G8 meeting overshadowed by oil crisis

The energy ministers of the world’s leading industrialised nations yesterday met in Japan amid fears soaring oil prices could damage the global economy. The Group of Eight (G8) organisation met two days after a record one-day jump in crude oil to US$139 a barrel. Efficiency, shared technology and the promotion of alternative power sources were high on the agenda.
But disagreements surfaced on fuel subsidies, which the United States (US) and others feel have helped boost prices. The meeting took place in Aomori, on the northern edge of Japan’s main Honshu island.
Business Secretary John Hutton, who represented Britain at the meeting, called for an increase in oil production to push prices down.

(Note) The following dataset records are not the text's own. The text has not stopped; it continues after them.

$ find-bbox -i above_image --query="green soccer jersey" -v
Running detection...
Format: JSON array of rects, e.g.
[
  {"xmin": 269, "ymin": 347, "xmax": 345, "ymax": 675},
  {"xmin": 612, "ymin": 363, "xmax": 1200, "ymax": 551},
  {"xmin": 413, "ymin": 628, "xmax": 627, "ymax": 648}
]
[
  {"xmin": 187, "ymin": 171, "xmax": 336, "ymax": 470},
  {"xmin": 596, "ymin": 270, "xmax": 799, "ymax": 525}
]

He added that Britain and other Western countries need to help developing nations reduce the environmental impact of their energy use.
On Saturday, five key energy-consuming nations, the United States, China, Japan, India and South Korea, all called on oil producers to increase output to try to control the soaring prices.
The Organisation of Petroleum Exporting Countries (OPEC) has said no new decision will be made until its meeting in Vienna in 9 September.
US Energy Secretary Samuel Bodman said: “It’s not good for producing nations to see the US struggling economically. They depend on us to be a significant engine in world economic activity.”
Later, Australian Prime Minister Kevin Rudd said a “blowtorch” needed to be applied to OPEC to urge the cartel to increase production.
The ministers of the five nations meeting on Saturday also agreed on other issues such as developing clean energy technologies, improving efficiency and on better cooperation in strategic oil stocks.
However, sharp differences emerged on fuel subsidies. Bodman said the subsidies in China and India had helped drive demand and so increase prices.
“We know demand is increasing because a lot of nations are still subsidising oil, which ought to stop,” he said.
India insists there is no agreement to remove the subsidies altogether. Its representative at the talks on Saturday said the country was not ready to move to a position where the market decided the price its citizens should pay for oil.
China also made clear it had no time frame for moving towards lower subsidies, saying they needed to consider carefully how removing them might affect the country’s social and political stability.